Multitool is a Cascading application that provides a simple command line interface for managing large datasets. For example, you can filter records matching a Java regular expression from data stored in Amazon S3 and copy the results to the Hadoop file system.
You can run the Cascading Multitool application on Amazon Elastic MapReduce (Amazon EMR) using either the Amazon EMR command line interface or the Amazon EMR console. Amazon EMR supports all Multitool arguments.
The Multitool JAR file is at
s3n://elasticmapreduce/samples/multitool/multitool-aws-03-31-09.jar.
The Multitool source code, along with a number of other tools, is available for download from the project website at http://www.cascading.org/modules.html.
For additional samples and tips for using Multitool, go to Cascading.Multitool - Tips on using the Multitool and Generate usage reports . For more information about Cascading, go to http://www.cascading.org.
To create a Cascading job flow using the CLI
Create a job flow referencing the Cascading Multitool JAR file and supply the appropriate Multitool arguments as follows:
$ ./elastic-mapreduce --create --jar s3n://elasticmapreduce/samples/multitool/multitool-aws-03-31-09.jar --args [args]
To create a Cascading job flow using the Amazon EMR console
Start a new job flow:
Sign in to the AWS Management Console and open the Amazon Elastic MapReduce console at https://console.aws.amazon.com/elasticmapreduce/.
Select a Region.

Click Create a New Job Flow.
The Create a New Job Flow page appears.
In the DEFINE JOB FLOW page, enter the following information:
Enter a name in the Job Flow Name field.
We recommend that you use a descriptive name. It does not need to be unique.
Select Run your own application.
Select Custom JAR from the menu and click Continue.

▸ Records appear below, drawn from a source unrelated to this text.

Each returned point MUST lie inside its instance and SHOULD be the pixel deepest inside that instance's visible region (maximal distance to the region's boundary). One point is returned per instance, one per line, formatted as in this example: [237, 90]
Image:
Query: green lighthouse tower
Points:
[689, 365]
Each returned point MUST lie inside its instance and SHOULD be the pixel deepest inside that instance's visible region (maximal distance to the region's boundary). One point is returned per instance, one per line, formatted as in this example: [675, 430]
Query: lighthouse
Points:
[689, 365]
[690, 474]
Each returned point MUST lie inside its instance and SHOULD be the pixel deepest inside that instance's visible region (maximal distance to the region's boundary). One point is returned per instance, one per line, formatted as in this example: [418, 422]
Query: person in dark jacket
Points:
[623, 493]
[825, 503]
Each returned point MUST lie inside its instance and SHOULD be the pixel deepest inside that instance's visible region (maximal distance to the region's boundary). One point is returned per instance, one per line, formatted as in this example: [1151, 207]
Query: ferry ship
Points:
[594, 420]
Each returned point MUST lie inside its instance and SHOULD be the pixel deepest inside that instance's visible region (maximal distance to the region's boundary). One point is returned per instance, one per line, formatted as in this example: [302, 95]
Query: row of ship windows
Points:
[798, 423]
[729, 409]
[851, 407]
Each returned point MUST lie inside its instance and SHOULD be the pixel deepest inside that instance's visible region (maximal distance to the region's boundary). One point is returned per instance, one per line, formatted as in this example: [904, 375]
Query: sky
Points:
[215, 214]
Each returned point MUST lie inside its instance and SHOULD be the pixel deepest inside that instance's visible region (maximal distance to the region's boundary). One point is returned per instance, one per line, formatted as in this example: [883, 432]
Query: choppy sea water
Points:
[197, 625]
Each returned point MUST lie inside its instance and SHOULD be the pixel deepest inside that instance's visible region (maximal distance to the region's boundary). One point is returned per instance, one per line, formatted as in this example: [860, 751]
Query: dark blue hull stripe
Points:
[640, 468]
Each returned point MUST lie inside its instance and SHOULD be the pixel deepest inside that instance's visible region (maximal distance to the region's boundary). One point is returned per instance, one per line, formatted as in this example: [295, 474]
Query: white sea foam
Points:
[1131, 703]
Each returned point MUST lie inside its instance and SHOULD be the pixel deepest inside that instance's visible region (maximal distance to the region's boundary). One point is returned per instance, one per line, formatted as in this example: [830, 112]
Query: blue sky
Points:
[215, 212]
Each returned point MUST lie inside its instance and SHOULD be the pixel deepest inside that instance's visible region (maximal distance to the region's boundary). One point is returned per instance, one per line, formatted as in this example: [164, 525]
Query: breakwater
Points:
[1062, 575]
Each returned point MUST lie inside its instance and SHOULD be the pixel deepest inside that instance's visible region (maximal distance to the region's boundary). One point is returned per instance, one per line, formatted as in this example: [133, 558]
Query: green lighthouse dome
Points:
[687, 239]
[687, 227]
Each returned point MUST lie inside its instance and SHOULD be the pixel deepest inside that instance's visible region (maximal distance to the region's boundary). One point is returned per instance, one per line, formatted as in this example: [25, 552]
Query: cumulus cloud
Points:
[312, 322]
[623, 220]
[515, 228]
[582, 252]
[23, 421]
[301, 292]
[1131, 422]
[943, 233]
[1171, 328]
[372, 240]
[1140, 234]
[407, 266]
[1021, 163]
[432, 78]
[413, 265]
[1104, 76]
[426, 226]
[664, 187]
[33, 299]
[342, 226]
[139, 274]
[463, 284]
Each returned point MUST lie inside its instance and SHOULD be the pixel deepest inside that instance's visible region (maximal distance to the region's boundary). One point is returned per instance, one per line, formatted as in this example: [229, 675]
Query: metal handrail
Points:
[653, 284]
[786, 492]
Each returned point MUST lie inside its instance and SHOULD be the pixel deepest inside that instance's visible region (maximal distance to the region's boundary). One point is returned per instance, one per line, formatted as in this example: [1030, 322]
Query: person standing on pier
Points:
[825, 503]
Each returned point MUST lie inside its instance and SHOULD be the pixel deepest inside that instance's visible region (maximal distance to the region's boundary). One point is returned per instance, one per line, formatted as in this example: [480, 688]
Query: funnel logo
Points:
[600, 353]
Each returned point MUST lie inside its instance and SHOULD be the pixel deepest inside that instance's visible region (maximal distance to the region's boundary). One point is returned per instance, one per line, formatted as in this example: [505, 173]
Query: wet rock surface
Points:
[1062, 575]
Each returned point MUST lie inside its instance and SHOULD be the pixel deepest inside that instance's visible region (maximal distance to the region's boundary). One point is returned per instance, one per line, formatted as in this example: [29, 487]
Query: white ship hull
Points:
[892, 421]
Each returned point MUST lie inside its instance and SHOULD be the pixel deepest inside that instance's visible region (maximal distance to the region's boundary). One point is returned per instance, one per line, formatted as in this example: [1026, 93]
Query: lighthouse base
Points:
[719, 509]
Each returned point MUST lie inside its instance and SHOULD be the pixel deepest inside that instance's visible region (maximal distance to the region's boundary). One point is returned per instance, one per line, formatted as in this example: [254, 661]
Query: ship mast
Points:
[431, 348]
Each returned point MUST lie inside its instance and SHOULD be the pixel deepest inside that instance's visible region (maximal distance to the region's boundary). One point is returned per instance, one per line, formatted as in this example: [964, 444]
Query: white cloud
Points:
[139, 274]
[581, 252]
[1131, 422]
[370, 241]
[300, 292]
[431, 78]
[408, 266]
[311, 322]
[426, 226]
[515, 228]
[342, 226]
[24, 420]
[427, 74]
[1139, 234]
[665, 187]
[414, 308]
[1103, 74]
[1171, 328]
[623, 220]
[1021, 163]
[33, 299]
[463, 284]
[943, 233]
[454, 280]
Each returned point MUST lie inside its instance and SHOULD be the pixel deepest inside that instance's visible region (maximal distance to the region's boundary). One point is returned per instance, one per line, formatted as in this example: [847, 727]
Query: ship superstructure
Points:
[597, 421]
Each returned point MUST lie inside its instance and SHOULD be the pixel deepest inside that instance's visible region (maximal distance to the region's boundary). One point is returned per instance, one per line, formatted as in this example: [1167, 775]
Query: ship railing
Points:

In the SPECIFY PARAMETERS page, specify the job flow parameters:
Specify the Jar Location for the Multitool JAR file in the Specify Parameters dialog box, for example:
s3n://elasticmapreduce/samples/multitool/multitool-aws-03-31-09.jar
Specify any arguments for the job flow.
All Multitool arguments are supported, including those listed in the following table.
| Parameter | Description |
|---|---|
-input | Location of input file. |
-output | Location of output files. |
-start | Use data created after the start time. |
-end | Use data created by the end time. |
Click Continue.

On the CONFIGURE EC2 INSTANCES page, accept the default parameters and click Continue.
On the ADVANCED OPTIONS page, accept the default parameters and click Continue.
In the BOOTSTRAP ACTIONS page, select Proceed with no Bootstrap Actions, and then click Continue.
For more information about bootstrap actions, see Bootstrap Actions.

Click Continue to accept the defaults for the remaining wizard steps, and then click Create Job Flow at the end to launch the Cascading job flow.